Clearstep is a strong option when your goal is “route correctly at scale” and reduce avoidable demand on clinical staff. The tradeoff is that triage systems live or die by protocol quality, escalation behavior, and integration into scheduling and care teams. If those pieces are aligned, the product category can deliver real impact; if not, it becomes another disconnected entry point.

Conclusion

In short:

Company Primary Focus Best Fit For Core Strength
Puppeteer AI Custom patient-facing AI agents (calls, SMS, workflows) Mid-market clinics, specialty groups, digital health teams Workflow-specific healthcare agents built fast, with strong operational reporting
Hyro Enterprise conversational AI & digital front door Large health systems Scalable, governed AI across departments and channels
SuperDial Revenue cycle voice automation RCM teams, billing orgs, provider groups with heavy payer calls Deep specialization in payer phone workflows with measurable ROI
Hippocratic AI Safety-oriented clinical support agents Health systems prioritizing governance & clinical oversight Strong clinical safety framing and tightly defined AI boundaries
Kore.ai Enterprise AI agent platform (horizontal) Large enterprises with internal IT/AI teams Highly configurable platform with governance and orchestration depth
Parakeet Health Patient access, scheduling, and outreach Provider groups optimizing access and engagement Fast deployment for access workflows with focused scope
EliseAI Omnichannel patient communication automation High-volume, multi-location practices Polished voice + messaging automation with explicit compliance posture
Beeline Health Referral scheduling and navigation Primary care, referring providers, health plans Human-backed referral completion rather than generic AI chat
Clearstep AI triage, routing, and care navigation Health systems and large access operations Enterprise-grade triage and routing tied to scheduling

Some of the companies we reviewed operate as large, enterprise platforms designed for scale, governance, and multi-department rollouts. Others focus on narrower, high-impact workflows like revenue cycle calls, referrals, or triage. And a smaller group functions more like custom builders or consulting partners, shaping AI agents around specific healthcare processes rather than asking teams to adapt to a fixed product.

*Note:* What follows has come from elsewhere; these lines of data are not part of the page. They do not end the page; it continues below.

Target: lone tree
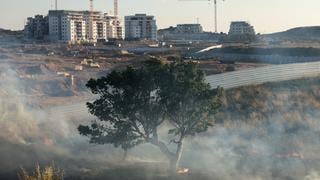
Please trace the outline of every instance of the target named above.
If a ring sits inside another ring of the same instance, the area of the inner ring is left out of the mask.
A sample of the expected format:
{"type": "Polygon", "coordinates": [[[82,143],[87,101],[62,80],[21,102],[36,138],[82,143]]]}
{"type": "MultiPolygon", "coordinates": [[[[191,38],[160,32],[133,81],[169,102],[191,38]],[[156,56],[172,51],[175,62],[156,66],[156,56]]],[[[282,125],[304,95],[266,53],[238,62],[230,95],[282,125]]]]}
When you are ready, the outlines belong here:
{"type": "Polygon", "coordinates": [[[91,125],[80,125],[80,134],[90,143],[113,144],[125,151],[142,143],[157,146],[169,159],[171,170],[179,166],[183,141],[205,132],[214,124],[222,89],[211,89],[205,74],[194,63],[146,63],[128,67],[106,77],[91,79],[87,87],[99,98],[87,103],[97,117],[91,125]],[[160,125],[168,122],[176,150],[159,138],[160,125]]]}

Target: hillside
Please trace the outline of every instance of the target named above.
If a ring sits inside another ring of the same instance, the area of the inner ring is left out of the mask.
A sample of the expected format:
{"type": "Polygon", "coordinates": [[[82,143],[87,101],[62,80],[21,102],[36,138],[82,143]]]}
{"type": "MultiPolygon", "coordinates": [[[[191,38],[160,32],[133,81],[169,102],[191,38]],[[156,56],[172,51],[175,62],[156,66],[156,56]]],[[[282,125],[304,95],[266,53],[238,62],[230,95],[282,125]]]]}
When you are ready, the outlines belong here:
{"type": "Polygon", "coordinates": [[[297,27],[287,31],[268,34],[267,37],[290,39],[320,39],[320,26],[297,27]]]}

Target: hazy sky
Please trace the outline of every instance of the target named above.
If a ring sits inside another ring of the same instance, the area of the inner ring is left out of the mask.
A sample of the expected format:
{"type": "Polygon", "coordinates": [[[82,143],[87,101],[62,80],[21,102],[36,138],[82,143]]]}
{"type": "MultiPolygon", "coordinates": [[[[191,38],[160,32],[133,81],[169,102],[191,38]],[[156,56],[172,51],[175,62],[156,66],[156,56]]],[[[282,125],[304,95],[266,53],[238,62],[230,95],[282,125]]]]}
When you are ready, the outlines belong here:
{"type": "MultiPolygon", "coordinates": [[[[320,25],[319,0],[219,0],[219,31],[231,21],[245,20],[260,33],[297,26],[320,25]]],[[[95,10],[112,11],[113,0],[94,0],[95,10]]],[[[26,17],[47,14],[54,0],[0,0],[0,27],[21,29],[26,17]]],[[[156,16],[159,28],[196,23],[213,30],[214,9],[208,0],[119,0],[121,16],[147,13],[156,16]]],[[[89,0],[59,0],[59,9],[84,10],[89,0]]]]}

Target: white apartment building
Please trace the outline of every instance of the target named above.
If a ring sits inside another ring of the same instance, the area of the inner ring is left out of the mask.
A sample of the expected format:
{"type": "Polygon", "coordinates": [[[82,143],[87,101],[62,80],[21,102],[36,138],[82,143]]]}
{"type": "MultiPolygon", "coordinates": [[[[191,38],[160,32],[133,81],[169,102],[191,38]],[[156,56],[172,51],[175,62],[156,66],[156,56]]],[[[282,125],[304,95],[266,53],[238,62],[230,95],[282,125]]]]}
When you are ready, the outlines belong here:
{"type": "Polygon", "coordinates": [[[229,35],[255,35],[254,27],[245,21],[231,22],[229,35]]]}
{"type": "Polygon", "coordinates": [[[195,34],[203,33],[202,26],[200,24],[178,24],[176,33],[195,34]]]}
{"type": "MultiPolygon", "coordinates": [[[[113,23],[98,11],[92,13],[89,11],[49,11],[49,37],[52,41],[96,42],[100,39],[119,37],[117,33],[110,33],[110,29],[114,28],[112,25],[113,23]]],[[[115,31],[119,29],[119,26],[115,31]]],[[[121,26],[120,28],[122,31],[121,26]]]]}
{"type": "Polygon", "coordinates": [[[146,14],[126,16],[125,38],[157,40],[157,25],[154,16],[146,14]]]}
{"type": "Polygon", "coordinates": [[[117,16],[105,13],[104,20],[107,25],[108,39],[123,39],[123,28],[120,19],[117,16]]]}

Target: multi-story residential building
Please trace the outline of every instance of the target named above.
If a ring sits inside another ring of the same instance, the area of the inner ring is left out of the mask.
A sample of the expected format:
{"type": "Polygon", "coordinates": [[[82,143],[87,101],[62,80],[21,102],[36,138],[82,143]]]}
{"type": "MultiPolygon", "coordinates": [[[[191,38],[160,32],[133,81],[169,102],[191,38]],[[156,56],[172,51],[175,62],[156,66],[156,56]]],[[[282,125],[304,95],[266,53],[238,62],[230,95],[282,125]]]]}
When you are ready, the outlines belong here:
{"type": "Polygon", "coordinates": [[[107,24],[108,39],[123,39],[123,28],[120,19],[107,13],[104,14],[104,19],[107,24]]]}
{"type": "Polygon", "coordinates": [[[28,39],[45,39],[49,34],[48,17],[42,15],[29,17],[24,28],[24,33],[28,39]]]}
{"type": "Polygon", "coordinates": [[[176,27],[177,33],[195,34],[202,33],[203,29],[200,24],[178,24],[176,27]]]}
{"type": "Polygon", "coordinates": [[[107,22],[97,11],[49,11],[49,37],[61,42],[106,40],[107,22]]]}
{"type": "Polygon", "coordinates": [[[146,14],[126,16],[125,38],[157,40],[157,25],[154,16],[146,14]]]}
{"type": "Polygon", "coordinates": [[[229,35],[255,35],[254,27],[245,21],[231,22],[229,35]]]}

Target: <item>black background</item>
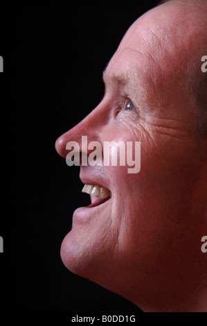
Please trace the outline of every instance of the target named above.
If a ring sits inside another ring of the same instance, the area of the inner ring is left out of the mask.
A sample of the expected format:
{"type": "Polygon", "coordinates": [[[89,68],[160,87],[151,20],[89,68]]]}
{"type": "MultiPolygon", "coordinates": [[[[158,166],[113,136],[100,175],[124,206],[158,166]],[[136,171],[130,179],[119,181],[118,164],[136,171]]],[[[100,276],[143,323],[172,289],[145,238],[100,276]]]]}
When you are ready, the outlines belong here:
{"type": "Polygon", "coordinates": [[[67,166],[55,141],[98,104],[102,71],[129,26],[155,6],[1,11],[0,262],[8,311],[141,312],[62,264],[60,246],[73,212],[89,197],[81,192],[79,167],[67,166]]]}

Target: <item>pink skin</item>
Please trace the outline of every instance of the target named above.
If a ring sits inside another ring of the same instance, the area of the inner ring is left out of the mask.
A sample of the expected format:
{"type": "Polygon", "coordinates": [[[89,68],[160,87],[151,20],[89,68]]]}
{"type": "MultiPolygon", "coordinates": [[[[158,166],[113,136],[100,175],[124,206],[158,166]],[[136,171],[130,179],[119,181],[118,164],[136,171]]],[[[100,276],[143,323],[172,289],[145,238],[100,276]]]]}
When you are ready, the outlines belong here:
{"type": "Polygon", "coordinates": [[[81,144],[82,135],[102,145],[141,142],[137,174],[128,166],[80,167],[84,183],[103,185],[112,197],[75,211],[61,257],[73,273],[146,311],[207,309],[206,140],[192,132],[198,109],[181,87],[188,53],[201,44],[193,36],[199,15],[170,3],[139,18],[107,67],[103,100],[56,141],[64,157],[66,143],[81,144]],[[128,84],[113,78],[120,74],[128,84]],[[125,96],[137,110],[123,110],[125,96]]]}

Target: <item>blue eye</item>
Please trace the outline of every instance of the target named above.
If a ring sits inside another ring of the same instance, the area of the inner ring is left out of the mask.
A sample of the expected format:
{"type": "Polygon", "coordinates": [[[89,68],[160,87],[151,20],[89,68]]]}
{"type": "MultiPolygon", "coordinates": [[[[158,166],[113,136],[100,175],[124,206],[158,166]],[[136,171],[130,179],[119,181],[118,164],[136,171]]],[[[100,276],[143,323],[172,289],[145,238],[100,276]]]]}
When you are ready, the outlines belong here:
{"type": "Polygon", "coordinates": [[[136,108],[134,107],[131,100],[127,99],[125,103],[124,110],[136,110],[136,108]]]}
{"type": "Polygon", "coordinates": [[[122,96],[123,98],[123,104],[122,104],[122,110],[127,110],[127,111],[132,111],[132,110],[137,110],[135,106],[134,105],[132,101],[125,96],[122,96]]]}

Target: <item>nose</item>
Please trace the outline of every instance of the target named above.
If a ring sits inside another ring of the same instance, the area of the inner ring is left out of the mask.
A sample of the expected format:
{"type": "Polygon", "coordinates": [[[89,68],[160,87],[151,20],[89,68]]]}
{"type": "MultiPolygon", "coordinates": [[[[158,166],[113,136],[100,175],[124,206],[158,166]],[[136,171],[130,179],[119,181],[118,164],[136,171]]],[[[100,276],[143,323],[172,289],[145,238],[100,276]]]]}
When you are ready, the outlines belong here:
{"type": "Polygon", "coordinates": [[[69,150],[66,148],[66,144],[69,141],[78,142],[81,152],[82,151],[81,147],[82,136],[87,136],[88,141],[96,140],[101,143],[100,131],[109,119],[105,109],[105,105],[100,103],[78,125],[57,138],[55,142],[55,148],[57,153],[63,157],[66,157],[69,153],[69,150]]]}

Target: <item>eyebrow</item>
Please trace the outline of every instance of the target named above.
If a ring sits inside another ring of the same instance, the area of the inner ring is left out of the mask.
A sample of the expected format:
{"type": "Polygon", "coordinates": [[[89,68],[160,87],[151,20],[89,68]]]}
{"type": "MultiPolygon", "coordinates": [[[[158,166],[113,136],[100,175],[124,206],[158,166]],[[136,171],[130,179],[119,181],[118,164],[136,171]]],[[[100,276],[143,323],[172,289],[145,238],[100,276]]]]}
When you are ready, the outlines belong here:
{"type": "MultiPolygon", "coordinates": [[[[129,74],[126,73],[120,73],[120,74],[115,74],[113,73],[111,75],[109,76],[109,79],[114,81],[118,84],[129,84],[130,81],[130,76],[129,74]]],[[[102,80],[106,84],[107,80],[107,69],[105,69],[102,73],[102,80]]]]}

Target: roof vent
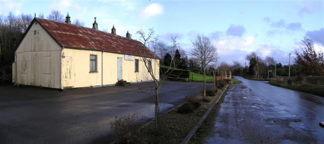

Not all companies are solving the same problem, though. Some focus on enterprise-grade agentic AI designed for large health systems. Others operate more like consulting partners, building AI agents for small and mid-sized providers. Each model comes with different tradeoffs in cost, flexibility, speed, and long-term ownership.

There’s no single best AI agent company or best agentic AI company for every healthcare organization. The right choice depends on your size, risk tolerance, internal capabilities, and the problems you need to solve first, whether that’s patient access, outbound call automation, referrals, or care navigation. For teams evaluating AI agent developers or voice AI companies for outbound calling, the key signal is how well the agent integrates into everyday healthcare workflows and compliance requirements. 

Ultimately, AI agents work best when they’re treated as part of the care and operations team.They are not a replacement, and not a shortcut. The companies that succeed in this space are the ones building with that mindset in mind.